David wasn't sure he knew his little brother any more. Steven hadn't simply changed into the Lightbringer. Being the Lightbringer had changed Steven. It was more than a role, more than the donning of mask, jumpsuit and gloves. As David walked across the plain, he looked at the Lightbringer's troops recovering from the raid and preparing themselves for the impending ground battle, and he admired them and pitied them in equal measure. The Lightbringer had given these Freegyptians something to believe in. He'd drawn them on with a vision of their god-independent way of life being spread across the globe. What they didn't understand, at least not at any conscious level, was that he had achieved this by behaving much like a god himself. He had bent them to his will, as a god would. He refused to show them his true face, keeping a godlike distance between him and them. He pretended to care about them, and perhaps he did, but in a lofty, aloof way, and it was important to them that they loved him as much as, if not more than, he did them.

And now they were cleaning their guns, checking the magazines, attaching grenades to bandolier belts, sharpening knives, sitting in tight-lipped anticipation of what was to come. Some had brought bleached-white cotton balaclavas with them, which they were wearing now, to resemble their leader.
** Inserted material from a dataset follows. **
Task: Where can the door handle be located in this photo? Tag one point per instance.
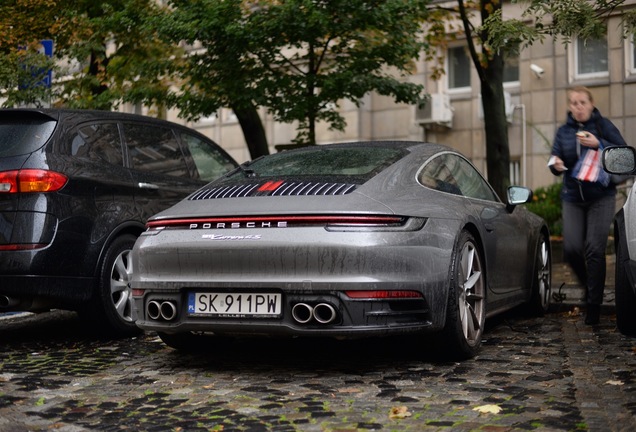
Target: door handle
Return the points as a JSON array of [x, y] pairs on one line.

Some were smearing their faces with chalk dust or pale foundation make-up — war paint — for the same purpose. And some were so sick with nerves, their faces were ashen, whitened by natural means. It was all so brave. So wonderful. So inexpressibly sad.

He passed near the spot where he knew Zafirah and her fellow Liberators were positioned. They had come through the bombing unscathed. He saw Zafirah busy stripping a rifle down to its components, hunched over the task like a concert pianist tackling a difficult passage in a sonata. He slipped by without her seeing. He didn't want to face her at present. Whatever was going on between her and his brother, he didn't hold her to blame. To some extent it was his own fault. He'd had his chance with her and blown it. Talking to her would only remind him of that, and of Steven's underhand behaviour. It would deepen the mire of bitterness he was sinking into.

David's skull crackled with the onset of a hangover. Somewhere amid the brittle pain a voice was telling him that he could, should, simply walk away from all this. Go west, the only direction from which the enemy hosts weren't approaching. Aim for the coast, get on a boat, find his way back to Cyprus and his garrison. Now was the time. His last chance, really. Wash his hands of this whole business. Forget Steven. Forget Zafirah. Return to the army and all he was familiar with. Return to his gods, Osiris of the Djed-pillar, Isis of the Harvest, begging their forgiveness with prayer and altar-sacrifice. Disentangle himself from the coils of a cause that he didn't truly hold with and a fraternal relationship that had turned upside down, with the older brother the thrall of the younger. Everything was wrong here. He knew it. He didn't belong. This was not his fight. He should quit while he still could. Getting through and out of Arabia would be difficult but not impossible. He was a smart and resourceful fellow. And if what was waiting for him when he rejoined the army was a court martial, so be it. He suspected, though, that in the light of its deeds at Petra the army might prefer to let him slip quietly back into the ranks. No questions asked, no awkward answers raised. Or else grant him an honourable discharge if he wanted it. Were he to leave Megiddo now, it would be to face an uncertain future — but there would at least be a future. Staying meant facing a very certain future, and a very short one.

He was tempted. But he resisted. And the temptation was unexpectedly easy to resist.

He would finish what he had started. He would fight here.

Not for the Lightbringer. Not for Steven.

For these people. The Freegyptians. For their sake.

He was David Westwynter, a paratrooper, a soldier, a good one.

His presence here would make little or no difference to the outcome of the battle.

But it would make all the difference in the world to him.